Rural Mainstreet Index inches upward

Creighton University’s Rural Mainstreet Index reported that the overall confidence in the rural economy is the highest it’s been since May, 2014. The RMI improved eight points from January’s report, increasing to 54.8, according to February’s monthly survey of bank CEOs in the agriculture-dependent, 10-state Midwest region. The uptick surprised Ernie Goss, regional economics chair at Creighton’s business college, given that fewer than one in four bankers reported economic growth in their area.

“Weak agriculture commodity prices continue to weigh on the rural economy,” Goss said in a news release.
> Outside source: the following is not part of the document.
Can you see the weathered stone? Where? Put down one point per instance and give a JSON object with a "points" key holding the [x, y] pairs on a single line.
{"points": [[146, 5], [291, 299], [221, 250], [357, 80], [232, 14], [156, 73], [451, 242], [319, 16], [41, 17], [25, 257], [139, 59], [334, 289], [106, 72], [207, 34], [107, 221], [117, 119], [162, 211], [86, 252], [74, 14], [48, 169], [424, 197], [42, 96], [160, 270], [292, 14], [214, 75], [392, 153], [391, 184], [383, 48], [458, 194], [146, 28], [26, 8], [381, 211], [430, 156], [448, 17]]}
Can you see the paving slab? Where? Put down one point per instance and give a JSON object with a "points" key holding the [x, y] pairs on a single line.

The report also indicated that almost two-thirds of bankers and CEOs generally expect a decline of 7 percent in farm equipment sales in 2018. The farm equipment sales index, however, increased nine points to 33.8 in February from 24.4 in January, but still hovers dismally below growth neutral for the 54th consecutive month. The index ranges between zero and 100, with 50.0 representing the growth neutral.

Borrowing by farmers took a slight hit, according to the report, dropping to 53.8 in February from 54.4 in January. When bankers were asked how they’re dealing with the weak farm income, 45 percent said they increased collateral requirements, and one in five said they were rejecting more loan applications.

One third of respondents reported that they weren’t changing their farm-lending practices, however, and plan to stick with their customers through the slump. “Our response to a weak farm economy is to continue working closely with our customers to get them through the tough times, just like we’ve always done,” said Jeffrey Gerhart, chairman of Bank of Newman Grove, Neb.

Jim Eckert, president of Anchor State Bank, Anchor, Ill., said, “We are seeing farmers with somewhat reduced income and moderate operating loan carryovers. However, without rain prior to planting, 2018 could be a bad year.”

Though economic optimism is on the rise from January, lifting above neutral to 52.4 in February, Goss insisted, “an unresolved North American Free Trade Agreement, a weak USDA 2018 farm income projection, and anemic agriculture commodity prices continue to undermine economic optimism.”